2017-04-14 00:00:00 | Weblog
自社技術の流出を懸念
モデルチェンジの周期が長い独メーカー

 VWに限らず、ドイツの自動車メーカーは、良い製品をしっかりと作り、それを長く維持して利益を出すとともに、消費者や取引先の信頼を築いてきた。そうしたモノづくりの姿勢が消費者に浸透しているため、VWは不祥事の影響を最小限に食い止めることができたと考える。

2013年には、フォルクスワーゲンのゴルフが輸入車として初めて「日本カー・オブ・ザ・イヤー」を受賞した(2013年11月23日)

 「良い製品をしっかりと作る」代表例が、第2次大戦後にVWが本格的に生産を開始した「タイプ1(通称ビートル)」だ。タイプ1は、改良を重ねながらドイツ国内で1978年まで製造が続けられた。メキシコではさらに2003年まで製造が続けられ、その結果、タイプ1の累計生産台数は2100万台を超えている。

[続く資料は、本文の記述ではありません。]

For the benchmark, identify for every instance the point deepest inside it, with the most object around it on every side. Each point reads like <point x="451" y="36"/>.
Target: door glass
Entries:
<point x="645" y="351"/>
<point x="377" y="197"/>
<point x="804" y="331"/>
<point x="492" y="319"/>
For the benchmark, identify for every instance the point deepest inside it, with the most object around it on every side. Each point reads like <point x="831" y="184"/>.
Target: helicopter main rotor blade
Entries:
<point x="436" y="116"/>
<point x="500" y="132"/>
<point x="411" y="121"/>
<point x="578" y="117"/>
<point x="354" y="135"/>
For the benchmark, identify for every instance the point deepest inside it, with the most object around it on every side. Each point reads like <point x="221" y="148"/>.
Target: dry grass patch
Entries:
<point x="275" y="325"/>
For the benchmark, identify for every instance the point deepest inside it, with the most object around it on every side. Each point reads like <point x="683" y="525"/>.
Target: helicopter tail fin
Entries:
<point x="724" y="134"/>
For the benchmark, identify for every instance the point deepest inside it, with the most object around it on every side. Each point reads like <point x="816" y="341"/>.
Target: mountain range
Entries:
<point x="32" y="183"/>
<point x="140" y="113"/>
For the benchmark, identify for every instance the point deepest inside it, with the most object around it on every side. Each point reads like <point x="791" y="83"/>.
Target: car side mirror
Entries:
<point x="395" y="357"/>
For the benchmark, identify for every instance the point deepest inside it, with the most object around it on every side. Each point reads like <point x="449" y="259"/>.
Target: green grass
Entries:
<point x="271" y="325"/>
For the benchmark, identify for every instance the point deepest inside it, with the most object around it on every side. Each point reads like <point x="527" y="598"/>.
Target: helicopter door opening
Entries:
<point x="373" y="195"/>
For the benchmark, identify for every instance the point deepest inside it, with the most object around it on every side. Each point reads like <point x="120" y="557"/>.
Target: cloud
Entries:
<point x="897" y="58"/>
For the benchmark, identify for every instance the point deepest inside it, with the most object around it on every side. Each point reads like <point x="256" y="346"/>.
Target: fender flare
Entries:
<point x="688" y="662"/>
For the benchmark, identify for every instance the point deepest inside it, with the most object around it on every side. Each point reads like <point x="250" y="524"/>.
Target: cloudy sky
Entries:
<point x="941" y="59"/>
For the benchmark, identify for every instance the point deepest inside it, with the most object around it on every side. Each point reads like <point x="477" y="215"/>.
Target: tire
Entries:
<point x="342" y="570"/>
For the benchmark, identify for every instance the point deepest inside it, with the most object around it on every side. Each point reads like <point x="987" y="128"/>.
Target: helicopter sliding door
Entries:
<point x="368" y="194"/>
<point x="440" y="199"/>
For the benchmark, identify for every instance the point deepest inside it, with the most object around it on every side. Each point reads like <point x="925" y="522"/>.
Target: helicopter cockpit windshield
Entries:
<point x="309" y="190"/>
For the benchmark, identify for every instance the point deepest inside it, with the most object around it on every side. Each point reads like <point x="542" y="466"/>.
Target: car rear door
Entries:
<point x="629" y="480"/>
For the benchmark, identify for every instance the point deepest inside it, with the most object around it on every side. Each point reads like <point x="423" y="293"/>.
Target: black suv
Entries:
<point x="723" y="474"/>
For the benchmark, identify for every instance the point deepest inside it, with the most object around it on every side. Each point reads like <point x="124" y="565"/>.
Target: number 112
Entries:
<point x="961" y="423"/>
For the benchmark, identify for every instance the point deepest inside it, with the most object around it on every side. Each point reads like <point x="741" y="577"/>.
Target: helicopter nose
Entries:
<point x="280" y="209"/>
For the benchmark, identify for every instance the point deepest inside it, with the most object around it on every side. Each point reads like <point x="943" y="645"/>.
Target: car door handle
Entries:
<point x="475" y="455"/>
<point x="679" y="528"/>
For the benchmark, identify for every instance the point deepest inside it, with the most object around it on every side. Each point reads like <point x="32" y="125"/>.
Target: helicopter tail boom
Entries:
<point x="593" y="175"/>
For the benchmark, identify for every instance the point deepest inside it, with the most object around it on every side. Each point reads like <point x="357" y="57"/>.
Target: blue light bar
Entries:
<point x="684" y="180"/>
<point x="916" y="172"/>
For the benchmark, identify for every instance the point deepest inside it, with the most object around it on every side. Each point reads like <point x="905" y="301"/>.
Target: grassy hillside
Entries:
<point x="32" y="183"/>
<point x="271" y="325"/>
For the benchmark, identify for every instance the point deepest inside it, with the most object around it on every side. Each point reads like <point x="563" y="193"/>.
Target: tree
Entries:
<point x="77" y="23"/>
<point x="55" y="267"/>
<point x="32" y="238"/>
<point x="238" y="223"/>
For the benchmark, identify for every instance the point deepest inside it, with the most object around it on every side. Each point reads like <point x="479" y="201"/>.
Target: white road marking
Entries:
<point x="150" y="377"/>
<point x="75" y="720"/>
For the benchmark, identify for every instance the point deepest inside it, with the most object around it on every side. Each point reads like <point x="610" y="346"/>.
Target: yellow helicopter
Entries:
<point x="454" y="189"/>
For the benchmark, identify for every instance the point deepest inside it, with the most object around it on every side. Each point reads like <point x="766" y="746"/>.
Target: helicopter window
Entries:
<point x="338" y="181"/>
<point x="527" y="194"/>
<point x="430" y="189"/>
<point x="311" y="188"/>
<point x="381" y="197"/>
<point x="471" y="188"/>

 タイプ1の後継と言える「ゴルフ」は、1974年発売の初代から6~9年の間隔で新型にモデルチェンジをしている(08年発売の6世代目は4年で新型に)。日米の自動車メーカーのモデルチェンジ周期はおよそ4~5年である。これより長い間隔を置くのはVWだけでなく、他のドイツメーカーも同様だ。

ディーゼルエンジン車へのこだわり

 一方で、VWの長いスパンでモノづくりを考える姿勢は、ディーゼルエンジン車へのこだわりにもつながった。

 トヨタは97年12月、世界初の量産型ハイブリッド車「プリウスを発売した。エンジンとモーターという二つの動力源を持つハイブリッド機構で燃費の向上を図るプリウスの登場は、エコカー開発でしのぎを削っていた世界の自動車メーカーに大きな影響を与えた。しかし、VWなどドイツの自動車メーカーは、プリウスに対する関心が薄かった。そんな複雑な機構を用いなくとも、元来燃費が良いとされ、ヨーロッパでは小型車を中心に定着していたディーゼルエンジンの活用で代替できると考えた。

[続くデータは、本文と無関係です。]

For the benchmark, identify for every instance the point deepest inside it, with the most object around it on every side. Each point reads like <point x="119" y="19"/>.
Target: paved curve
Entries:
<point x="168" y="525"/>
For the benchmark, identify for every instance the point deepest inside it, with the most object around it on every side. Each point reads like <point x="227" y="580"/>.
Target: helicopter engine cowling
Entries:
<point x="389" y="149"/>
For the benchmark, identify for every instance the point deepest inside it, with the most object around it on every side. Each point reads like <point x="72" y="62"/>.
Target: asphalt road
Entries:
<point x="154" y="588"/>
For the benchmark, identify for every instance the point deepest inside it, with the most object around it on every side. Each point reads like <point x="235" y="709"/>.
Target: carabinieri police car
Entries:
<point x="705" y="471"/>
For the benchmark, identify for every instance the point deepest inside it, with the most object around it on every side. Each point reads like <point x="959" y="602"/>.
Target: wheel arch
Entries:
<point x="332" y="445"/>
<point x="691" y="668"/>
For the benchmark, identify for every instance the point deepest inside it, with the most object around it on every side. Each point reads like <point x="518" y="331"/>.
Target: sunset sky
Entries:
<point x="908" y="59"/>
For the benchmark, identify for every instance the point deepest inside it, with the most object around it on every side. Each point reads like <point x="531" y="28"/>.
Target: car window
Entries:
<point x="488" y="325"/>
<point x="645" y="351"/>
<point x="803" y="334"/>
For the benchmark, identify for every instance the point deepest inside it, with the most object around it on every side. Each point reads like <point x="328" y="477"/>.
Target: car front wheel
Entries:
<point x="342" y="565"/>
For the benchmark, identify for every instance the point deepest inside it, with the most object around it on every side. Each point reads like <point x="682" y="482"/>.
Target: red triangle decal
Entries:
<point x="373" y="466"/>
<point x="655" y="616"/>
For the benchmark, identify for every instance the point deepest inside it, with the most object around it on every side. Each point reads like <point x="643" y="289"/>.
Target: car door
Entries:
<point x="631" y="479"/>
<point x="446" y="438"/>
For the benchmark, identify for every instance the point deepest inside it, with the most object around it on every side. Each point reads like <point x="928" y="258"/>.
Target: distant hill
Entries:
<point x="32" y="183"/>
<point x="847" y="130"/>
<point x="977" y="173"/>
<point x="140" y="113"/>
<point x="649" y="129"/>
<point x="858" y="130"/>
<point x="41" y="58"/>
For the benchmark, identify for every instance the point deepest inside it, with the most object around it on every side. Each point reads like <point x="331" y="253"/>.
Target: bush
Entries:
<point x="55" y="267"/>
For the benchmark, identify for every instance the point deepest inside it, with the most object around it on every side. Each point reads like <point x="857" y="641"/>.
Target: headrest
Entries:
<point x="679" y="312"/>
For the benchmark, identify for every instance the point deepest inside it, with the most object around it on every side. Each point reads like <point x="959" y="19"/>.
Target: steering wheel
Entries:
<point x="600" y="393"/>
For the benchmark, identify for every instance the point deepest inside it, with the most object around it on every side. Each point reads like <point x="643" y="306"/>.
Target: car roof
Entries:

 19世紀末に開発されたディーゼルエンジンは、揮発性の少ない軽油を燃料とし、石油に限らず植物などから取れる油も使えることから、VWやダイムラー・ベンツは、植物由来のバイオ燃料を使うことで二酸化炭素(CO2)排出量を抑えることも検討していた。国内でも、てんぷら油の再利用といった話題がニュースになったこともある。しかし、「燃費向上」と「排出ガス浄化」の両面で、年を追うごとに規制が厳しくなるなか、ディーゼルエンジンの排出ガス浄化は、ガソリンエンジンに比べて達成がより難しく、浄化装置に多くのコストがかかるようになっていった。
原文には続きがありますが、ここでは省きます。